Good works are the fruit of saving faith, and always and in every instance spring spontaneously from true faith. Any true good works have their true origin in God, not in the fallen human heart or in human striving; their absence would demonstrate that faith, too, is absent.
The Athanasian Creed teaches that unless one holds the faith "whole and undefiled, without doubt he shall perish everlastingly."

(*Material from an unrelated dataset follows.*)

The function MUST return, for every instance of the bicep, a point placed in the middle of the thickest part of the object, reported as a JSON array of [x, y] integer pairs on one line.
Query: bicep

Lutherans do not believe in any sort of earthly millennial kingdom of Christ either before or after his second coming on the last day. Lutherans teach that, at death, the souls of Christians are immediately taken into the presence of Jesus, where they await the second coming of Jesus on the last day. On the last day, all the dead will be resurrected. Their souls will then be reunited with the same bodies they had before dying. The bodies will then be changed, those of the wicked to a state of everlasting shame and torment, those of the righteous to an everlasting state of celestial glory. After the resurrection of all the dead, and the change of those still living, all nations shall be gathered before Christ, and he will separate the righteous from the wicked. Christ will publicly judge all people by the testimony of their deeds, the good works of the righteous in evidence of their faith, and the evil works of the wicked in evidence of their unbelief. He will judge in righteousness in the presence of all people and angels, and his final judgment will be just damnation to everlasting punishment for the wicked and a gracious gift of life everlasting to the righteous.
Many Lutherans place great emphasis on a liturgical approach to worship services; although there have always been substantial non-liturgical minorities, for example, the Hauge Lutherans from Norway. Music forms a large part of Lutheran services. Lutheran hymns are sometimes known as chorales. Lutheran hymnody is reputed for its doctrinal, didactic, and musical richness. Many Lutheran churches are active musically with choirs, handbell choirs, children's choirs, and occasionally carillon groups that ring bells in a bell tower. Johann Sebastian Bach, a devout Lutheran, composed music for the Lutheran church.
Many Lutherans also preserve a liturgical approach to the celebration of Communion (or the Lord's Supper), emphasizing the sacrament as the central act of Christian worship. Lutherans believe that the actual body and blood of Jesus Christ are present in, with and under the bread and the wine. This belief is called Real Presence or Sacramental Union and is different from consubstantiation and transubstantiation. Additionally Lutherans reject the idea that communion is a mere symbol or memorial.
Besides the Divine Service, congregations also hold offices, which are worship services without communion. They may include Matins, Vespers, Compline, and Easter Vigil. Private or family offices include the Morning and Evening Prayers from Luther's Small Catechism. Meals are blessed with the Common Table Prayer, Psalm 145:15-16, or other prayers, and after eating the Lord is thanked, for example, with Psalm 136:1. In addition, Lutherans use devotional books, from small daily devotionals, for example, Portals of Prayer, to large breviaries, including the Breviarium Lipsiensae and Treasury of Daily Prayer.